Los propios escombros también fueron un reto constante. No
quería que fueran simplemente una masa informe de piedras. Intenté que tuvieran
volumen, que ayudaran a construir el espacio y que cada escenario tuviera
personalidad. Ahí sí contaba con cierta experiencia. Siempre digo que uno de
mis referentes dibujando escombros ha sido Brian Hitch, especialmente en The
Ultimates, porque me parece que lo hacía de una forma extraordinaria.
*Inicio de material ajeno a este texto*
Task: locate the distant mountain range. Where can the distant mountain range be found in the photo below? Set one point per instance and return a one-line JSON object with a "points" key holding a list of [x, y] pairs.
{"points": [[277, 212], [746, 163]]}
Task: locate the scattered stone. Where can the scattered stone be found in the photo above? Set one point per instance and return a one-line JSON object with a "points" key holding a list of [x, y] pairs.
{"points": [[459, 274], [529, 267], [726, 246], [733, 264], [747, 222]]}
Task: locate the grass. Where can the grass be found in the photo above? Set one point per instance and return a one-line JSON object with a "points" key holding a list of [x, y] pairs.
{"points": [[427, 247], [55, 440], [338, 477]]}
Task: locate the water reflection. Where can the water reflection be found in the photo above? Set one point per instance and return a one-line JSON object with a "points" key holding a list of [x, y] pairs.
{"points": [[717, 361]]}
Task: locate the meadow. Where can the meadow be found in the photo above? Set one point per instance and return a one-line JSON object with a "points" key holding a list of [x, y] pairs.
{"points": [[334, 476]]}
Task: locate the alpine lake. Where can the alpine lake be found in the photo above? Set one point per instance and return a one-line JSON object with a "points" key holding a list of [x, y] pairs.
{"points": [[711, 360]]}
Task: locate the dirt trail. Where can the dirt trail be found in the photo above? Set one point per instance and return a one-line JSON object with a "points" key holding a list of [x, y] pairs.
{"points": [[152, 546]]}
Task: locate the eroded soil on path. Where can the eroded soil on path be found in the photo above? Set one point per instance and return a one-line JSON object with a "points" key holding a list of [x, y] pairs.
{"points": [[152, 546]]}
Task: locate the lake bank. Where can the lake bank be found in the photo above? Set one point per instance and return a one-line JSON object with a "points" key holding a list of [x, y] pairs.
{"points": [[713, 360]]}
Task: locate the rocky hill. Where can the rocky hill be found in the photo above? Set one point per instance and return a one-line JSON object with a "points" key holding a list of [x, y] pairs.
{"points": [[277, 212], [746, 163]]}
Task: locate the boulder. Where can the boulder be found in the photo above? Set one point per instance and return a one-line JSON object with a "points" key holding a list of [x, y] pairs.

Y luego estaba el desafío de los propios personajes. Aunque
había dibujado animales en otras ocasiones, nunca había afrontado una obra
entera protagonizada por personajes antropomórficos. Mi objetivo era que no
parecieran simplemente un cuerpo humano con una cabeza de animal, como esos
vídeos que circulan por internet donde se nota que ambas cosas no terminan de
encajar.
Quería que tuvieran una anatomía coherente y que resultaran
muy expresivos. Esa fue probablemente una de las mayores dificultades. Hay
animales con hocicos muy alargados y, a veces, conseguir que una expresión
funcione únicamente moviendo la boca resulta bastante complicado. Sentía que me
faltaban recursos para resolver algunas expresiones, pero también forma parte
del aprendizaje.
Y eso es precisamente lo bonito de esta profesión: siempre
estás aprendiendo. Cada proyecto te obliga a enfrentarte a problemas nuevos y,
al final, eso es lo que te hace evolucionar como dibujante.